Axis of Rotation Error Motion:
- Refers to the changes in position and orientation of the axis of rotation relative to its axis average line.
- These changes are observed as a function of the angle of rotation of the rotary axis.

Rotary axis error motions are deviations from ideal rotational behavior.
A rotary axis exhibits six error motions:
- Three linear error motions (translational movements).
- Three angular error motions (rotational movements, often called tilt errors).
These errors are typically defined relative to a coordinate system where +Za represents the axial direction, and +Xa and +Y_a represent the radial directions.

Axial Error Motion (E{ZC} for a C-axis, E{XA} for an A-axis, E_{YB} for a B-axis):
- This error motion is coaxial with the axis average line.
- It represents unwanted translation along the nominal axis of rotation.
- For a C-axis rotating about the Z-axis, this is typically denoted as E_{ZC}.
Radial Error Motion (E{XC}, E{YC} for a C-axis):
- This error motion occurs in a direction perpendicular to the axis average line at a specified axial location.
- It represents unwanted translational movement perpendicular to the nominal axis of rotation.
- For a C-axis:
  - E_{XC}: Radial error motion of the C-axis in the X-axis direction.
  - E_{YC}: Radial error motion of the C-axis in the Y-axis direction.

Angular Positioning Error Motion:
- This is unwanted motion along the direction of rotation itself.
- It results in the actual angular position reached by the rotating component differing from the local commanded position.
- It is a direct error in the rotational angle.
Angular Positioning Deviation (E{CC} for a C-axis, E{AA} for an A-axis, E_{BB} for a B-axis):
- Quantified as the actual angular position reached by the rotating component minus the commanded or target position.
- For a C-axis, this is denoted as E_{CC}.
Tilt Error Motions (E{AC}, E{BC} for a C-axis):
- These are error motions in an angular direction relative to the axis average line.
- They represent unwanted angular deviations (tilts) of the axis of rotation itself.
- For a C-axis:
  - E_{AC}: Tilt error motion of the C-axis about the X-axis.
  - E_{BC}: Tilt error motion of the C-axis about the Y-axis.

Each primary rotary axis (C, A, B) has six defined error components:

Linear Errors (Radial/Axial):
- E_{XC} – Radial Error in X direction.
- E_{YC} – Radial Error in Y direction.
- E_{ZC} – Axial Error in Z direction (coaxial with C-axis).
Angular Errors (Tilt/Position):
- E_{AC} – Tilt Error About X-axis.
- E_{BC} – Tilt Error About Y-axis.
- E_{CC} – Angular Position Error (error in rotation about Z-axis).

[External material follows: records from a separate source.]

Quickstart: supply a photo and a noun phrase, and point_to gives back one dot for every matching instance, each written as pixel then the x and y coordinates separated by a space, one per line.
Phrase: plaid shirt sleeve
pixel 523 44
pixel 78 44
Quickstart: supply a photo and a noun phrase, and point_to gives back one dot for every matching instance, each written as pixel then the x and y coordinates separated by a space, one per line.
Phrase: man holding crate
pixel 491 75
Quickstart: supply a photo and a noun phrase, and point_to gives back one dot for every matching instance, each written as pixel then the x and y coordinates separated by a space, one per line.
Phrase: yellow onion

Linear Errors (Radial/Axial):
- E_{XA} – Axial Error in X direction (coaxial with A-axis).
- E_{YA} – Radial Error in Y direction.
- E_{ZA} – Radial Error in Z direction.
Angular Errors (Tilt/Position):
- E_{BA} – Tilt Error About Y-axis.
- E_{CA} – Tilt Error About Z-axis.
- E_{AA} – Angular Position Error (error in rotation about X-axis).

Linear Errors (Radial/Axial):
- E_{XB} – Radial Error in X direction.
- E_{YB} – Axial Error in Y direction (coaxial with B-axis).
- E_{ZB} – Radial Error in Z direction.
Angular Errors (Tilt/Position):
- E_{AB} – Tilt Error About X-axis.
- E_{CB} – Tilt Error About Z-axis.
- E_{BB} – Angular Position Error (error in rotation about Y-axis).

Definition: A quasi-static change in the location and orientation of the axis average line due to a change in operating or environmental conditions.
Unlike error motions which are dynamic and repeatable over a revolution, axis shift is a slow, non-cyclic change in the overall position or tilt of the average axis.
Common Causes of Axis Shift:
- Thermal drift: Changes in temperature causing expansion or contraction of components.
- Load changes: Variations in the mechanical load applied to the axis during operation.
- Speed changes: Alterations in rotational speed affecting dynamic forces and bearing performance.